When I went to Lincoln to check into their DMin program, I had some time to kill before the meeting, so I wandered around campus for awhile. I headed over to the library to check out the theses of some of the folks I had gone to school with. Of course, being the self-centered person that I am, I located my thesis first. Upon opening it, I found a little lavender post-it note on the inside front cover that read "Page 53 is missing." Not one to take a post-it note at its word, I flipped through, and--sure enough--page 53 was missing!
When I got home that day, I checked my personal bound copy of my thesis. To my chagrin, it, too, was missing page 53! I rifled through my box of floppy disks until I came to the one that said "Thesis" on it. I stuck it in the drive, only to discover I had inadvertently copied over it!
I had pretty much given up hope of ever finding the mysterious page 53 to complete my thesis copy. My suspicion was that when I brought my thesis into the copy place to, well, be copied, page 53 had stuck to the back of 52 and never got duplicated--and thus never collated into the copies.
Yesterday, however, while looking for something else entirely, (which I utterly failed to find, by the way) I happened across a worn-out Manila envelope stuffed to capacity. Yep, it was a copy of my thesis! AND it had page 53! Now, all I had to do was go to the local library, make a couple copies, and get them reinserted (paperclipped, probably) into the various incomplete volumes! And there was great rejoicing, for the lost had been found--and they killed the fatted chicken (this is a budget production for sure!) and began to celebrate!
BUT the story does not end there! (No, the other faithful pages don't go off in a huff, or even a minute-and-a-huff, about the celebration. That would make an interesting story, though.)

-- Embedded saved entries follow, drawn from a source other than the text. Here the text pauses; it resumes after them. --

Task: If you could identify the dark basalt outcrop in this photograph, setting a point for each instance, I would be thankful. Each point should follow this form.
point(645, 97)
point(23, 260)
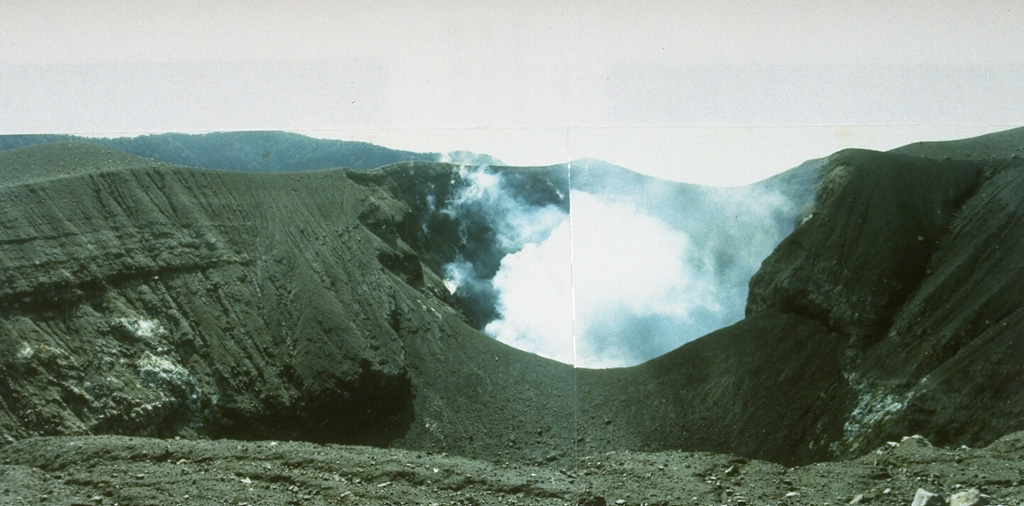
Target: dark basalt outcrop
point(142, 298)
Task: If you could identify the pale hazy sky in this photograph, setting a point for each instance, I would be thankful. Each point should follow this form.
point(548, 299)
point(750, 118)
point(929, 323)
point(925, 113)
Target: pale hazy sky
point(721, 92)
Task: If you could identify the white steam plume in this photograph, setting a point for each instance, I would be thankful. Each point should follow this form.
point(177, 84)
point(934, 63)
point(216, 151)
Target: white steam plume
point(651, 269)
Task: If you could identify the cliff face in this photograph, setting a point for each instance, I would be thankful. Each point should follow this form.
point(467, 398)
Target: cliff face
point(914, 265)
point(164, 301)
point(142, 298)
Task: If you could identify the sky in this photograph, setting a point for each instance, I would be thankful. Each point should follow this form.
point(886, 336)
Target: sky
point(720, 93)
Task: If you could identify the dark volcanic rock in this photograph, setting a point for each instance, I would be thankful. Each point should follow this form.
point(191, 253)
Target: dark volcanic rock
point(145, 299)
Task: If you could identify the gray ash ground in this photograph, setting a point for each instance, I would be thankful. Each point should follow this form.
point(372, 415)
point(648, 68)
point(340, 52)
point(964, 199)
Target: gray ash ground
point(117, 470)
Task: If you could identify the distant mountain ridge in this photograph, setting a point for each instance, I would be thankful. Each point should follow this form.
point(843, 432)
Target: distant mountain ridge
point(254, 152)
point(148, 299)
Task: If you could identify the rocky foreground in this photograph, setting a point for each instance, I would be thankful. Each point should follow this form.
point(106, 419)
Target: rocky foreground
point(203, 308)
point(109, 470)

I have a couple other bound copies of my thesis floating around. (They have to pile heavier tomes on top of them to prevent them taking out a window or something. My initial suggestion was that we just tie them down somewhere, but the librarians kept insisting that they couldn't bind that which was already bound. I'm looking into the plausibility of it, anyway. I'm conducting a double-bind study! [rimshot]) So, I called the Ozark Christian College library to have them check on pg 53, and then offer a copy of that missing page. The director of the library called me back later that day to inform me that their copy of my thesis is NOT missing page 53!
This makes me wonder about the additional back-up copy of my thesis that LCCS keeps in a vault or something. (They keep two copies of every Masters thesis for some reason.) I wonder if it has pg 53!
I'm still waiting to hear from my folks, who have the final extant copy of the paper.